Nope if by morality you mean decisions for or against some behavior, they are relevant in a free market in which they are part of "information" needed to take decisions. Yet no market is really free, the free market MODEL is just a very interesting intellectual conception, but anybody with a brain and a degree in economics know that no model is ever perfectly implemented in reality.

Also a regulatory government plays a signficant role in a free market, as it is supposed to remove a number of distortions in perfect competition.

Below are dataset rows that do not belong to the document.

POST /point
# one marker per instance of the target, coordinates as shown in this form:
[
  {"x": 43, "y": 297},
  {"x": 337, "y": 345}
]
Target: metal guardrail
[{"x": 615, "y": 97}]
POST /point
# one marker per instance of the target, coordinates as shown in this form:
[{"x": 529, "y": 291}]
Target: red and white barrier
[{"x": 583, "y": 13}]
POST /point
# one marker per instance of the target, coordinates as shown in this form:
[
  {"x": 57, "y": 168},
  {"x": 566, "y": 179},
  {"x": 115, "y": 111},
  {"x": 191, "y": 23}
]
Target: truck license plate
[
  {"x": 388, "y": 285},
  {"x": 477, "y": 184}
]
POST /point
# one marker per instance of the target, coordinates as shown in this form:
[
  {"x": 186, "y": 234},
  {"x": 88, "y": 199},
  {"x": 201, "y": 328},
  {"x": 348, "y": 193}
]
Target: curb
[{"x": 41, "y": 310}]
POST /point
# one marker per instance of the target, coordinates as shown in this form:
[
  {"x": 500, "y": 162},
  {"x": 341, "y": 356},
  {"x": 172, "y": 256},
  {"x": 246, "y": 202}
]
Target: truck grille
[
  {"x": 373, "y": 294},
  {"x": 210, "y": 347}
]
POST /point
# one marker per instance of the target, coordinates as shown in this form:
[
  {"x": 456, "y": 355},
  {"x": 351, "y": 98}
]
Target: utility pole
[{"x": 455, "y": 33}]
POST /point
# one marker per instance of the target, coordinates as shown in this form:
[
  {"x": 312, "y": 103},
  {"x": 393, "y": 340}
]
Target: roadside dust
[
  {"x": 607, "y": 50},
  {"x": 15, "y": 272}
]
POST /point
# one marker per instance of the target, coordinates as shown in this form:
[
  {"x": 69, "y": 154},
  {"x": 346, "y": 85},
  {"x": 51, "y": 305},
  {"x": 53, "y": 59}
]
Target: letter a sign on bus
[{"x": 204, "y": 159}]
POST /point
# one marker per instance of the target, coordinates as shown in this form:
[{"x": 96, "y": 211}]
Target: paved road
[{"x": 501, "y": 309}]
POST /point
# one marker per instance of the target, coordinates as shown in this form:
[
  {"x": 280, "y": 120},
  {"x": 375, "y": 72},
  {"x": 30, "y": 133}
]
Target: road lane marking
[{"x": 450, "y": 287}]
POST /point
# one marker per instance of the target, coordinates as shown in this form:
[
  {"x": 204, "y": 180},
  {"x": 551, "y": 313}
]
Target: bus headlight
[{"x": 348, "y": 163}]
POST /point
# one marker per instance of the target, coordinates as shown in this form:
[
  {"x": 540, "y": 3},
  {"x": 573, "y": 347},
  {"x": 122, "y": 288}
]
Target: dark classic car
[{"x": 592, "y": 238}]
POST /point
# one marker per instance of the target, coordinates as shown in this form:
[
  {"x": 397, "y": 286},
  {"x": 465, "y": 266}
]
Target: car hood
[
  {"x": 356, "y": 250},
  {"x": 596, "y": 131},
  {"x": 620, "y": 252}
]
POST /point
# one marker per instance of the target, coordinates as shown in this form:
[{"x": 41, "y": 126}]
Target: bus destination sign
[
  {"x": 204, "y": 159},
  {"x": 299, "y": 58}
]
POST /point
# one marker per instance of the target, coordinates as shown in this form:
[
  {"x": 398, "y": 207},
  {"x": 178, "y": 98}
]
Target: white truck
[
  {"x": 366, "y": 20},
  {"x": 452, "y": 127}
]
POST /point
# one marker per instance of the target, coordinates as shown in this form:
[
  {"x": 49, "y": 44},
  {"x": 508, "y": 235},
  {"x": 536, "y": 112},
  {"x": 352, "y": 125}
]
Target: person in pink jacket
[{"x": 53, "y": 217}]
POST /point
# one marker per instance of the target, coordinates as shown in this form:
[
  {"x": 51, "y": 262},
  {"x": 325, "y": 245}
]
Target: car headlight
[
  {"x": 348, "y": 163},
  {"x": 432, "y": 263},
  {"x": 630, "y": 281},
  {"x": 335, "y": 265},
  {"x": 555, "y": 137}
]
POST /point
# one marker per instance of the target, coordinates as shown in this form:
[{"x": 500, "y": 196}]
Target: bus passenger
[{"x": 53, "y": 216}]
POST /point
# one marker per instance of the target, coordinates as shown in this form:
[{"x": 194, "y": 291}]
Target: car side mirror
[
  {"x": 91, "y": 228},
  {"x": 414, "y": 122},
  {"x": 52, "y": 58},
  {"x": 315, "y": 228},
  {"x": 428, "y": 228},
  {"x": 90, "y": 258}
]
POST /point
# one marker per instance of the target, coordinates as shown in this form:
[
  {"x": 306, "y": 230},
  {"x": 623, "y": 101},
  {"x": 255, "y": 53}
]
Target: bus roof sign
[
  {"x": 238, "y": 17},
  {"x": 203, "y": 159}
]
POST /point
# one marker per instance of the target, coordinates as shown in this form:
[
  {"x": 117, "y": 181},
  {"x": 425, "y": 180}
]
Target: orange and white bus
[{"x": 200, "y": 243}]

Some other think the market will immediately balance itself thanks to invisible forces like the so called "invisible hand" and that no government intervention is needed ; usually these who say that are the first to seize government power and abuse it.

Anyway you want to look it a perfect competition free market would probably benefit more the have-not than the haves , so I don't expect competition to really start between big players anytime soon.

But you can have all the competition you want and die competing, it's honorable , so said the tupperware salesman.
posted by elpapacito at 4:08 AM on December 18, 2006


the house (in this case, the insurance industry) wants to brand those skilled and bright enough to exploit these mechanisms, evil doers

That "bets" link above strongly implies the insurance companies don't care, since "they get to book more policies and collect more premiums."

Otherwise the next of kin can be expected to provide resistence.

If they find out about it. If some of these companies are using sleazy, confusing or coercive techniques to take advantage of elderly folks, it's likely that "your kids don't need to know" is part of the approach.
posted by mediareport at 6:41 AM on December 18, 2006


Cypherpunks may recall Jim Bell's Assasination Politics idea.